Depuis 1 an, les triathlètes norvégiens sont en haut de l’affiche. Gustav Iden et Christian Blummenfelt prennent toute la lumière et les médailles. C’est marquant car ils s’entrainent à deux depuis des années et après les jeux olympiques de Rio, le coach Olav Alexander Bu a pris en main leurs entraînements en s’appuyant sur énormément de données physiologiques. Comme ils sont couronnés de succès et paraissent (aujourd’hui) invincibles, tout le monde du triathlon cherche à comprendre les clés de leurs succès. Du coup, comme en plus ils ne sont pas les derniers à s’engager dans le sport business, on les voit beaucoup dans les médias. Je me suis enchainé pas mal d’interviews pour essayer de comprendre et espérer trouver des choses applicables pour les amateurs comme moi.
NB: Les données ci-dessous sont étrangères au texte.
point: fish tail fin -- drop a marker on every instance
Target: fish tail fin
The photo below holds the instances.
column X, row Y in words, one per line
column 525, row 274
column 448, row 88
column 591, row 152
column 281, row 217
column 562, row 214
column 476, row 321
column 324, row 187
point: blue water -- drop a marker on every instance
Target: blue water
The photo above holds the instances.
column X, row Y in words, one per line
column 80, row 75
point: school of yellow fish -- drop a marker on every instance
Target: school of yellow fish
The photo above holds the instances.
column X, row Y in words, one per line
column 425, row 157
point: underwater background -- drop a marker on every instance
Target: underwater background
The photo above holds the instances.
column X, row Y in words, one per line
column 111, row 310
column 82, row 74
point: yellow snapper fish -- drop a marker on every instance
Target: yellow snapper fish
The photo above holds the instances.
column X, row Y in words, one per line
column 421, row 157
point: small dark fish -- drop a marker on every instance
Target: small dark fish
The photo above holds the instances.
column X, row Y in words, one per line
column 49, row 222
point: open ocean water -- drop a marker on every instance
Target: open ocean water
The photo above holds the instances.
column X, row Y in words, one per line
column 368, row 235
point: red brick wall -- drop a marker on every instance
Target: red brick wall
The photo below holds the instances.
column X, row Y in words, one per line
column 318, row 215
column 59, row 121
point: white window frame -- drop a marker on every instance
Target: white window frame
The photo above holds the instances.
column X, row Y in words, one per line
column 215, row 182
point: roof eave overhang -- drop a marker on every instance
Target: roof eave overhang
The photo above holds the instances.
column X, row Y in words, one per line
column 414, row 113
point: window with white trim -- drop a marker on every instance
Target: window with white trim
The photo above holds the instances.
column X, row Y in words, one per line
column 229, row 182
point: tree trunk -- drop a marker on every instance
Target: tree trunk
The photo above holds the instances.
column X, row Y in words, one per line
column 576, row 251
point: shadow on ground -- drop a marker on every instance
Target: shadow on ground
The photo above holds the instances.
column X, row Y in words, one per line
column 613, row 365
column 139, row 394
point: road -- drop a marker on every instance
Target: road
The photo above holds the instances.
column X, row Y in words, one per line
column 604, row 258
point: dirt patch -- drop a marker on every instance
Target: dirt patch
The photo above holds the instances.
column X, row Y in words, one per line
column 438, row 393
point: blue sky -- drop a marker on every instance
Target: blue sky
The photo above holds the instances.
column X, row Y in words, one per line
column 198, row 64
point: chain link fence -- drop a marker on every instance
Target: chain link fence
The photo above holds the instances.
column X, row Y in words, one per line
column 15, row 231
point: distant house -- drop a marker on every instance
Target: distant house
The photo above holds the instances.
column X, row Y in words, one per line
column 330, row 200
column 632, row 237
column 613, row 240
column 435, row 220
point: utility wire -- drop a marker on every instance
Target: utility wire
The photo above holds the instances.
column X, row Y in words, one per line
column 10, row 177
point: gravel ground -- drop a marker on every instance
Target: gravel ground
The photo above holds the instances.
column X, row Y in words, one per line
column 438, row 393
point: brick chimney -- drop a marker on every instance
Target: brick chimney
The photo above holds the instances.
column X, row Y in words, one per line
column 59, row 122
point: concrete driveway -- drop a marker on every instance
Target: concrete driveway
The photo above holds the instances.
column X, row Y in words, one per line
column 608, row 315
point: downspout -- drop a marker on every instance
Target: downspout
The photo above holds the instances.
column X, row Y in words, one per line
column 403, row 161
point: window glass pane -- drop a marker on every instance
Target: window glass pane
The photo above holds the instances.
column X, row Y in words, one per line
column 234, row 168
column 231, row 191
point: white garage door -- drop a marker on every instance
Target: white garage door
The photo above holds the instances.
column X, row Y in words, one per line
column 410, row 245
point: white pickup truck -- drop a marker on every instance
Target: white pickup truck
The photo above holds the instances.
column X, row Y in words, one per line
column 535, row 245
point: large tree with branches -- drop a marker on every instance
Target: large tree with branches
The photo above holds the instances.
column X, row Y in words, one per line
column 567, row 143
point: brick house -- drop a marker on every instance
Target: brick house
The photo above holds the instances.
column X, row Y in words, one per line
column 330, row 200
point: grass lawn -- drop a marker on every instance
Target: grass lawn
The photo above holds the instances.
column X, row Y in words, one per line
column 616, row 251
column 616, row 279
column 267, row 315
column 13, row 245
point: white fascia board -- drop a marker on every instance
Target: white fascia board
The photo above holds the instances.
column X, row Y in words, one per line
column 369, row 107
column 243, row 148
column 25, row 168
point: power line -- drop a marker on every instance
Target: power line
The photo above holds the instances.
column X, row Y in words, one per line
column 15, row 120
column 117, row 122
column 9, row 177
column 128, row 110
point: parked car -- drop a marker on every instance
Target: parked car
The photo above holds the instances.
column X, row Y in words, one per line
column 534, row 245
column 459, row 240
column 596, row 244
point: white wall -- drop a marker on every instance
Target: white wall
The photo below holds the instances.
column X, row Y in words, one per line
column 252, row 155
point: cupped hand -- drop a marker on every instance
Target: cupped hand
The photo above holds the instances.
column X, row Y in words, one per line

Commençons par le commencement, ces athlètes n’arrivent pas là par hasard. Ça fait plus de 15 ans d’entraînements réguliers en endurance. En matière de base d’endurance, vous êtes servis.

Ensuite, quand j’écoute les propos d’Olav Alexander Bu, j’ai du mal à retenir des choses précises qui soient transférables (il est prudent dans ses propos) mais j’ai quand même noté quelques grands principes que j’aimerais discuter avec vous.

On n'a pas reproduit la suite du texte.